Which is approximately all one will ever get to do with Smith. Although he has been with the same woman for over 11 years, and has a young daughter he adores, Smith rides pretty much alone in life, and that extends to his billiards. He will not have anything to do with any of the specially seeded, favorite-favoring tournaments, and neither is he interested in the so-called U.S. Championships, which freely invite international talent from the same countries that deny Americans entry into their meets. Nor is he attracted to the friendly action almost always available in his home room, Chris’s Billiards; there is no man alive who ever bet more at caroms than Bill Smith (he wagered a high-living $85,000 on a single doubles game once, which he and his partner won handily), thus a $20 stake holds little allure for him. And even if it did, he feels as though the entire room is rooting for him to lose.

The one opponent he will accept is the room’s pool player who never plays anyone else either, namely me. We have been buddies for over 40 years, during which time I have won exactly one game from him. Since I can’t possibly win, there is absolutely no pressure on me; instead, I make it my goal to score at least half the points he does.

Predictably, however, I spend considerable time in the chair on the billiards side of the room, just as I used to on the side with the pockets. It’s well worth it if Bill Smith is on his game; watching him, one is reminded of the great poet Coleridge’s assertion that “Simplicity is genius,” and that man has figured out few endeavors for himself more flowing and elegant than three-cushion billiards. Smith rarely hits the ball hard; even more rarely does he utilize any practice strokes. Thanks to his late mentor, the encyclopedic Ernie Presto, he sees shots no one else sees and knows systems few others know. Smith’s most gently stroked ball still magically maintains its sidespin past every single rail contacted; he feathers balls you’d expect him to power, and powers balls you’d expect him to feather, and scores, scores, scores with barely enough speed to reach the target, while the three balls line up like trained monkeys for yet more naturals.
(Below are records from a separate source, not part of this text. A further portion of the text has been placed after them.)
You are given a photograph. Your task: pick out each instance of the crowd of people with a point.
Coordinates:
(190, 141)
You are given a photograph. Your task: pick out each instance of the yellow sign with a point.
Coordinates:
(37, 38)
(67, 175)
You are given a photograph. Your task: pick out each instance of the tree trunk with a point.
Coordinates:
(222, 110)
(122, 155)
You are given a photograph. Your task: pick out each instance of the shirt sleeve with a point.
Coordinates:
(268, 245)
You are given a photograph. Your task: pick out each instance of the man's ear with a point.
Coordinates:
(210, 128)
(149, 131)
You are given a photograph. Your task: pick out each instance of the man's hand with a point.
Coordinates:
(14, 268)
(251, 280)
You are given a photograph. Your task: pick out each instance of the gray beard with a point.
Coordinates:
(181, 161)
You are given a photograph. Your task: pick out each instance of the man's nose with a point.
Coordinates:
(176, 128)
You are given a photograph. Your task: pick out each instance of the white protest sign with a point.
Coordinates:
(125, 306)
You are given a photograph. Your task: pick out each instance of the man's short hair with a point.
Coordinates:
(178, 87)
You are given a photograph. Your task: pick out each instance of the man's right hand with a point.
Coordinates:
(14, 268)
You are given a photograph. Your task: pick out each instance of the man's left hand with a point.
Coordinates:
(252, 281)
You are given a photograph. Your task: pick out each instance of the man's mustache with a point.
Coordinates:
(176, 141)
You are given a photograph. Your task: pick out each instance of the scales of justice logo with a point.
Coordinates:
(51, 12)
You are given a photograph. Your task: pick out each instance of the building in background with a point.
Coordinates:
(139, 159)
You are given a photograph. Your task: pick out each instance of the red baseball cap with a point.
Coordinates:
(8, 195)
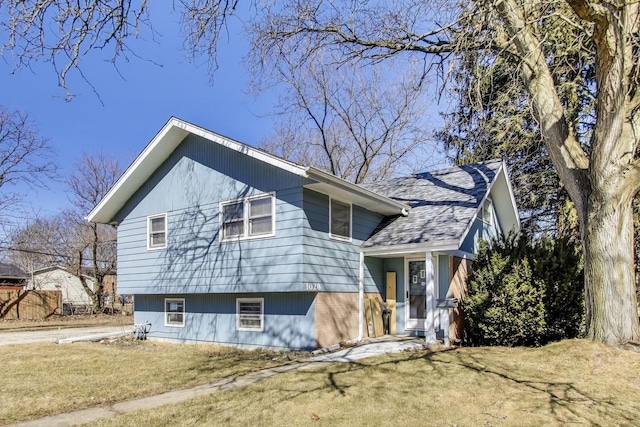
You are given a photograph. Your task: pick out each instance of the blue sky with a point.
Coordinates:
(136, 104)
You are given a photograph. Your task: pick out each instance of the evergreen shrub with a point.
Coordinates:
(524, 292)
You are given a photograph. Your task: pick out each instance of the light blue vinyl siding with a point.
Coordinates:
(333, 263)
(288, 319)
(189, 187)
(479, 230)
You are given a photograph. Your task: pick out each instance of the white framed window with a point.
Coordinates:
(487, 212)
(340, 220)
(174, 312)
(248, 218)
(250, 314)
(157, 231)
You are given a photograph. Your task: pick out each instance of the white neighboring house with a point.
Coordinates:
(57, 278)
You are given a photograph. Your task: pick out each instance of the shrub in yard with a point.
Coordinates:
(522, 292)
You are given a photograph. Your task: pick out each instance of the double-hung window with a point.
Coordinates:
(157, 231)
(340, 220)
(250, 314)
(174, 312)
(487, 211)
(251, 217)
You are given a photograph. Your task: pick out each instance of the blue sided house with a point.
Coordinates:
(221, 242)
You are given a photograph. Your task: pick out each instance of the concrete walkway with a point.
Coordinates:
(63, 334)
(367, 349)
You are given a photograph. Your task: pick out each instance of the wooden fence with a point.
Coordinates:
(29, 305)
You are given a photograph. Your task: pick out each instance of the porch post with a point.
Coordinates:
(430, 334)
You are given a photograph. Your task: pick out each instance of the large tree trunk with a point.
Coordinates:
(610, 293)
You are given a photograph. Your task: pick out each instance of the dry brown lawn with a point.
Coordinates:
(46, 379)
(572, 382)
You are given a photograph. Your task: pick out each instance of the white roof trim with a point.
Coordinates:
(174, 132)
(360, 196)
(502, 171)
(446, 246)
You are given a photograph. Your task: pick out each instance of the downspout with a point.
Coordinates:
(360, 302)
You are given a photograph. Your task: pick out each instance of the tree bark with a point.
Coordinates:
(610, 292)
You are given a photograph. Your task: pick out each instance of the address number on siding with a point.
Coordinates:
(309, 286)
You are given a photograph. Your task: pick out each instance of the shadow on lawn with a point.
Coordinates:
(566, 401)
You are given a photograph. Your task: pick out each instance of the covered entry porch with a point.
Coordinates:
(417, 286)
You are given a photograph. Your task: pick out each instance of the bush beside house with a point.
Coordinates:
(524, 292)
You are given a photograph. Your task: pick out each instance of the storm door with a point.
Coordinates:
(416, 294)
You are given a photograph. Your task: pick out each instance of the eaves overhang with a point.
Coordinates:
(176, 130)
(333, 186)
(159, 150)
(395, 250)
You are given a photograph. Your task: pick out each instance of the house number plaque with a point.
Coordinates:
(312, 286)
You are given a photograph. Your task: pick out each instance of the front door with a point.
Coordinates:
(416, 294)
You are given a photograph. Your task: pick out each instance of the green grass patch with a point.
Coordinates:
(571, 382)
(47, 379)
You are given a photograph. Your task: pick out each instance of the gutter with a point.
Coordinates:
(360, 302)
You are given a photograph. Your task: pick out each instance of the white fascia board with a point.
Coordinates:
(501, 174)
(383, 251)
(157, 151)
(335, 186)
(512, 198)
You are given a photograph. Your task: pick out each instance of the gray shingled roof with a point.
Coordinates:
(443, 203)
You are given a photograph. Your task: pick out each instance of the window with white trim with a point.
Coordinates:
(340, 220)
(251, 217)
(487, 211)
(157, 231)
(174, 312)
(250, 314)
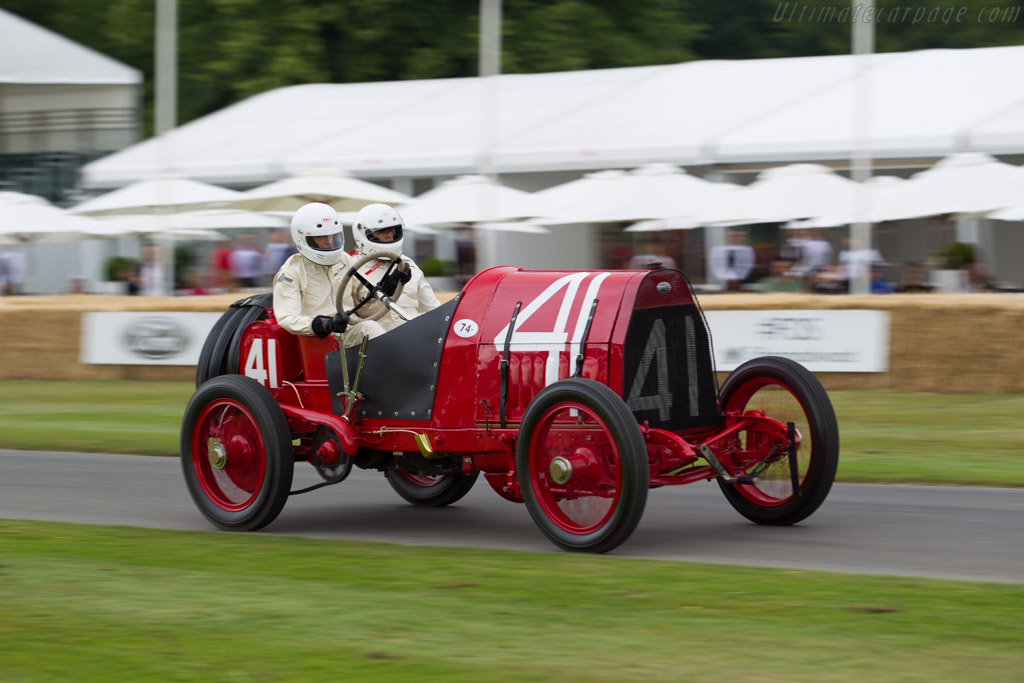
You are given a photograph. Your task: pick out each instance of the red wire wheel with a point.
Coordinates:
(785, 391)
(237, 453)
(582, 465)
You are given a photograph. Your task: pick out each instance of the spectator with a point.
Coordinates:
(815, 253)
(880, 284)
(733, 261)
(782, 279)
(153, 273)
(194, 285)
(651, 252)
(465, 249)
(828, 280)
(276, 253)
(247, 261)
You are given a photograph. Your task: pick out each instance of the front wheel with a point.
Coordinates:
(582, 465)
(237, 453)
(785, 391)
(431, 492)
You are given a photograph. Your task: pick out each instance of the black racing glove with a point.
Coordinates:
(390, 284)
(325, 325)
(339, 324)
(322, 326)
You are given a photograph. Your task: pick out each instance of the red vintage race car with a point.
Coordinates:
(573, 392)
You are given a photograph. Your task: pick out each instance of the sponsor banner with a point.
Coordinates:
(822, 341)
(144, 338)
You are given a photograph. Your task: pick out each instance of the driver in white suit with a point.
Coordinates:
(379, 228)
(306, 286)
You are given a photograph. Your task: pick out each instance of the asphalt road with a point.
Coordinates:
(942, 531)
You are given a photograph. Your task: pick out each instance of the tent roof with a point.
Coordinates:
(32, 54)
(924, 103)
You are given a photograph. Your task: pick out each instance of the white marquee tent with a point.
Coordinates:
(925, 104)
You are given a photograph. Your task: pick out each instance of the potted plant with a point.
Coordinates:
(953, 260)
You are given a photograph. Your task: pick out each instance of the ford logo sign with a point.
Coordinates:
(156, 338)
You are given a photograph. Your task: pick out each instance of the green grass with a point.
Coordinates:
(94, 603)
(901, 437)
(890, 437)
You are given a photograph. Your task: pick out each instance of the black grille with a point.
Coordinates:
(669, 372)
Of late, though, life has handed me something of a last hurrah with the cue games. I’ve been into fitness for roughly two years less than I’ve been at pool, thus the legs and back are reasonably fit, and you’d think that I could pursue this obsession at or near the same level I’ve maintained since the Pleistocene Era until I become feeble. But there isn’t anything to explain this. Over the last few months, I’ve been permitted forays into the 80s and 90s at practice straight pool. And on the pocketless tables, over a period of five or six weeks, I averaged very near .750, finishing a dutiful second to Bill Smith in our games, at least a 50 percent leap from what I might ordinarily expect.

It’s exhilarating and downright alarming at the same time. Exactly how did I achieve these cheeky flirtations with excellence? Haven’t a clue. How long will it last? You might as well inquire as to how long I’ll last, which, in this cocktail hour of my life, gets silently asked, despite going unanswered, with ever-increasing frequency.

Championship status would probably be more fulfilling, but it was pre-ordained ages ago that that was just not meant to be. For that matter, romance would very likely be a better long-term companion too, but that’s not much more realistic than those championship fantasies. In the meantime, there are the well-played weekends with Bill Smith, not at all a bad way to watch the passing parade.